Черт! Проклятое перо готово было удариться в патетику, а ведь рассказ мой должен быть так же прост, как моя жизнь в Тижуке в первые недели после смерти матушки.
На седьмой день, прослушав мессу, я захватил ружье, несколько книг, кое-что из одежды, сигары, слугу — Пруденсио из XI главы — и уехал в нашу старую усадьбу в Тижуке. Отец пытался отговорить меня, но я не хотел, да и не мог его послушаться. Сабина просила пожить у нее хоть немного, хоть две недели; Котрин, ее муж, готов был увезти меня силой. Этот добрый малый превратился из повесы в почтенного человека, занялся бакалейной торговлей и трудился не покладая рук с утра до ночи. Даже вечерами, сидя у окна и пощипывая бакенбарды, он думал о бакалейной торговле. Котрин всей душой любил жену и сына, умершего малолетним. Поговаривали, что он был скуп.
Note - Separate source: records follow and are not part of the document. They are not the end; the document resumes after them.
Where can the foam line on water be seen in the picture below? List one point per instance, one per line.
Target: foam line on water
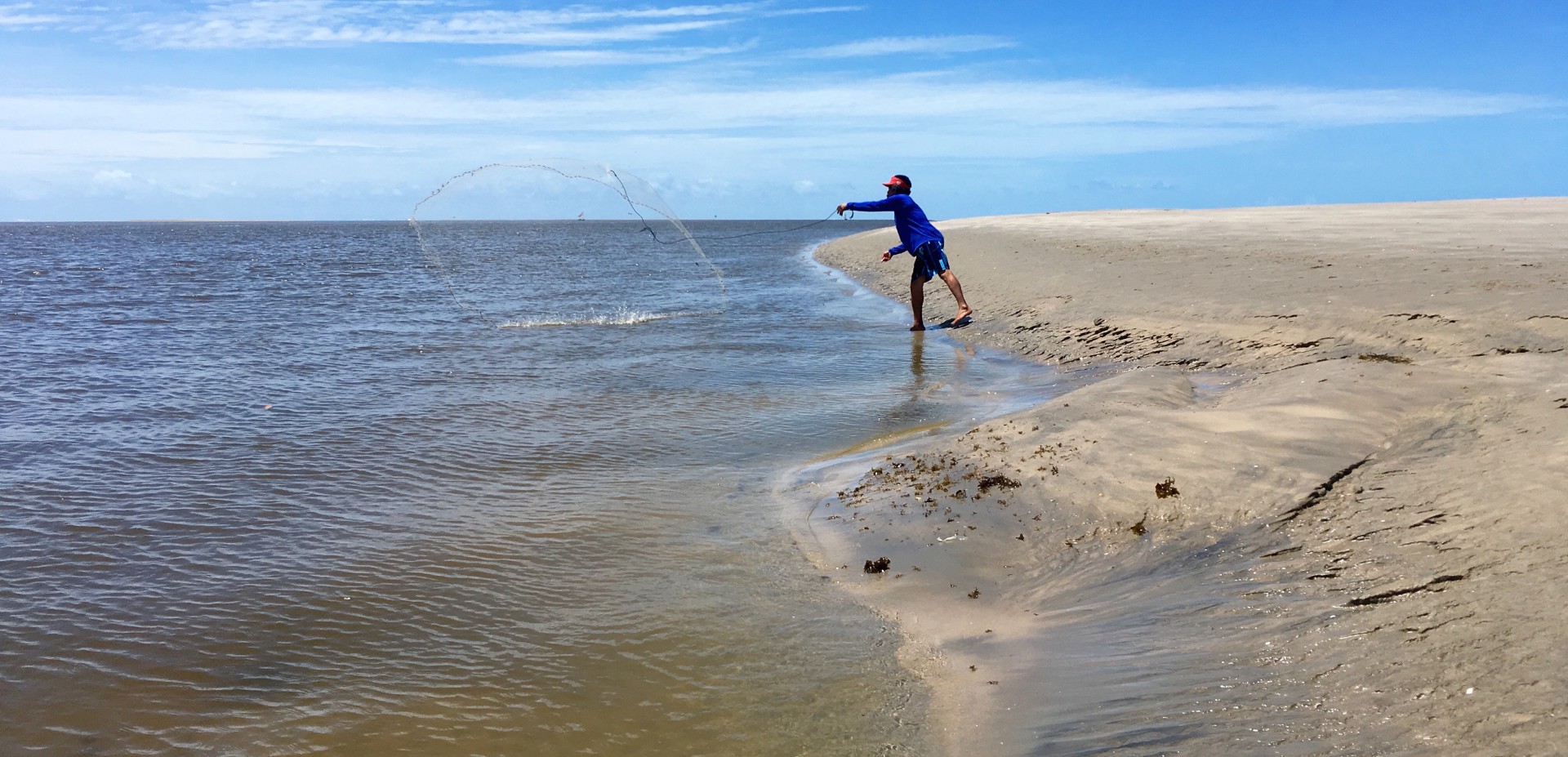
(617, 318)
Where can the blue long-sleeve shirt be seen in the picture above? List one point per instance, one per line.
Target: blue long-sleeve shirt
(906, 218)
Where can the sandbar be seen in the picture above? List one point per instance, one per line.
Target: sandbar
(1310, 499)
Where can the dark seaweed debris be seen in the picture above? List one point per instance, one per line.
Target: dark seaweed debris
(998, 480)
(1385, 358)
(1167, 488)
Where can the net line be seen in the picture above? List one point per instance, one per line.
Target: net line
(637, 194)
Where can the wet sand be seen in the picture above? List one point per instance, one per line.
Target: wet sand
(1314, 499)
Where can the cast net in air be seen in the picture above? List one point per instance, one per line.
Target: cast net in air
(562, 242)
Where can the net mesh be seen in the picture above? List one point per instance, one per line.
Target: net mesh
(509, 245)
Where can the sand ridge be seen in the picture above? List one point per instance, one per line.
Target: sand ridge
(1358, 412)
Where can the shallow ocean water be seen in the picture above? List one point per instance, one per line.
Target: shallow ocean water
(286, 489)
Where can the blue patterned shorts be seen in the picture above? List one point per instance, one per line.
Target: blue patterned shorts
(929, 260)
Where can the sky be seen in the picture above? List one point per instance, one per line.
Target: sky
(356, 110)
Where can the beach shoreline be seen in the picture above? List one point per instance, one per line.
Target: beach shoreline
(1317, 504)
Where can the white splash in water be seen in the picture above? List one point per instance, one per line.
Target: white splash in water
(623, 317)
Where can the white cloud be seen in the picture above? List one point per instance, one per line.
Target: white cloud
(709, 138)
(333, 22)
(910, 44)
(15, 16)
(564, 58)
(959, 118)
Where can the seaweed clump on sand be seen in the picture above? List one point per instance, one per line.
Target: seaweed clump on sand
(1167, 488)
(998, 480)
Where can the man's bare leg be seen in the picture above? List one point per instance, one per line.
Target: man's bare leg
(959, 293)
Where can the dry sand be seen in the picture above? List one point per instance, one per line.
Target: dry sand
(1358, 421)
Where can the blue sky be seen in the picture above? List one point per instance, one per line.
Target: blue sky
(354, 110)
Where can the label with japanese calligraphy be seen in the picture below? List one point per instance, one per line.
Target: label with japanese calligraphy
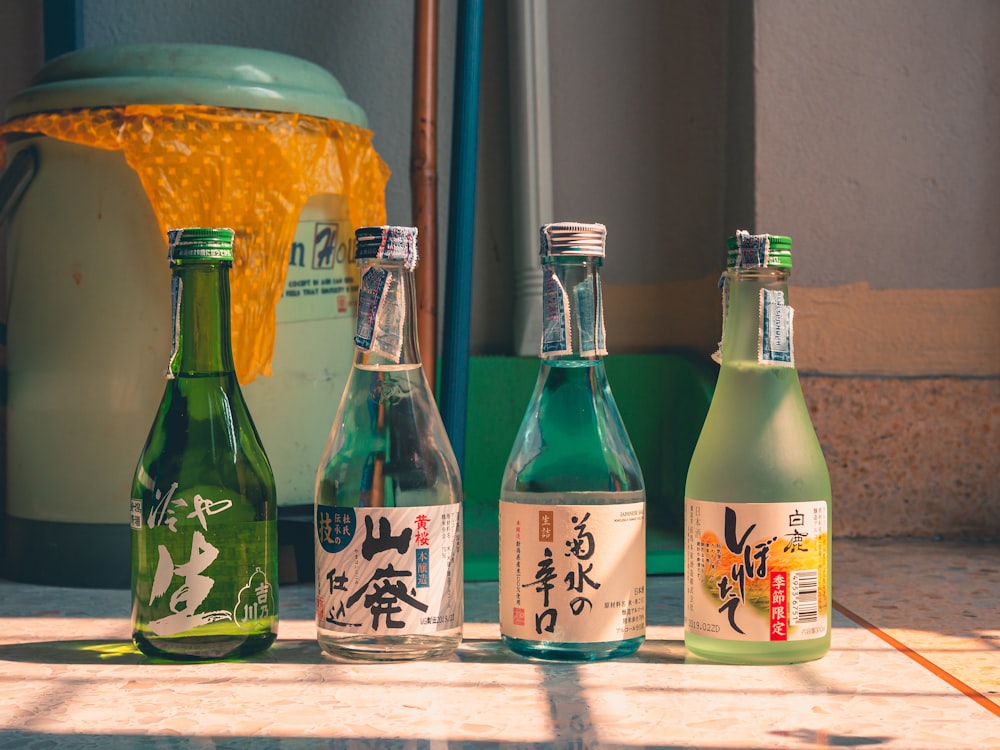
(202, 561)
(573, 573)
(389, 571)
(757, 571)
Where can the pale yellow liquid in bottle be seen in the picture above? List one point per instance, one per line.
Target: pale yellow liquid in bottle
(757, 445)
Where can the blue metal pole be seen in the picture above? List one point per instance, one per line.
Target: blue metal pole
(461, 226)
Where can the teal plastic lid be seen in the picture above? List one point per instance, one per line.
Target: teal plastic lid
(759, 251)
(200, 243)
(195, 74)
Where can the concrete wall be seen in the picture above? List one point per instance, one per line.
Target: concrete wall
(867, 131)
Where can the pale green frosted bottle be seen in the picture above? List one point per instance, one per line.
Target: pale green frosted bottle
(757, 508)
(388, 492)
(204, 533)
(572, 500)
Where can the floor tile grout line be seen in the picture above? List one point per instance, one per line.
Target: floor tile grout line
(962, 687)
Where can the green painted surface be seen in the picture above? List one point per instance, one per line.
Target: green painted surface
(663, 399)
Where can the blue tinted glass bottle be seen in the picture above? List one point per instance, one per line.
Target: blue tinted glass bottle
(572, 501)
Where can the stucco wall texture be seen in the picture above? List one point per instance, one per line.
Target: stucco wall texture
(865, 130)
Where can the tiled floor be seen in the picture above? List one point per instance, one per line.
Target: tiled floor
(922, 674)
Я оставил все; дух мой был в смятении. С тех пор и начал прорастать во мне желтый цветок ипохондрии, болезненный цветок одиночества, наделенный тонким, дурманящим ароматом.
«Как хорошо быть одному и ничего не говорить» — это случайно попавшееся мне на глаза место из Шекспира нашло отклик в моей душе. Помнится, я сидел под тамариндовым деревом с раскрытым томом Шекспира в руках; душа моя была еще более грустной, чем поза, — я бы сказал, что она нахохлилась, словно больная курица.
Я был погружен в мрачную скорбь, испытывая единственное в своем роде наслаждение — наслаждение страданием. Наслаждение страданием! Запомни это выражение, читатель; хорошенько его обдумай, вытверди наизусть и, если ты все-таки не поймешь его, знай: тебе недоступно одно из самых изысканных ощущений нашего времени.
Я охотился, спал, много и без разбора читал или просто ничего не делал, бездумно перелетая в мыслях от образа к образу, словно праздный или голодный мотылек. Медленно тянулись часы, садилось солнце, ночные тени скрывали город и горы. Никто не навещал меня; уезжая, я настоятельно просил, чтобы меня оставили одного. Нескольких дней, самое большее — недели, проведенной подобным образом, было, разумеется, достаточно, чтобы Тижука мне надоела и я смог вернуться к суете повседневности.
Так и случилось; ровно через неделю одиночество наскучило, душевная боль утихла, ружье и книги, деревья и небо перестали удовлетворять меня. Молодость, жизнь вступали в свои права. Я спрятал в чемодан вопросы бытия и небытия, шекспировских ипохондриков, рубашки, идеи, галстуки и собирался уже запереть его, когда слуга мой Пруденсио доложил, что накануне в красном доме, расположенном недалеко от нашего, поселились какие-то мои знакомые.
— Кто именно?
— Разве вы позабыли дону Эузебию?
— Это она?
— Они с дочкой изволили приехать вчерашним утром.
В памяти моей ожило происшествие 1814 года, и мне стало совестно. Впрочем, я ведь был прав: ничто не помешало связи доктора Виласы с сестрой сержанта; еще до моего отъезда ходили таинственные слухи о рождении девочки. Я знал от дяди Жоана, что, умирая, доктор Виласа оставил доне Эузебии приличное состояние, вызвав этим нескончаемые толки в городе. Дядя Жоан, любитель скандальных историй, написал мне пространное письмо. Итак, я был прав. Но сейчас, после стольких лет, прошедших с 1814 года, и проказа моя, и поцелуй в зарослях, и доктор, все было забыто, и между мной и моими новыми соседками не было никаких преград. Придя к этому выводу, я запер чемодан.
— Вы пойдете к доне Эузебии? — спросил Пруденсио. — Дона Эузебия обряжала мою покойную госпожу.
Я вспомнил, что видал ее на похоронах вместе с другими дамами; но я не знал, что именно она оказала матушке эту последнюю услугу. Негр был прав: я обязан был навестить ее. И я решил сделать это не откладывая.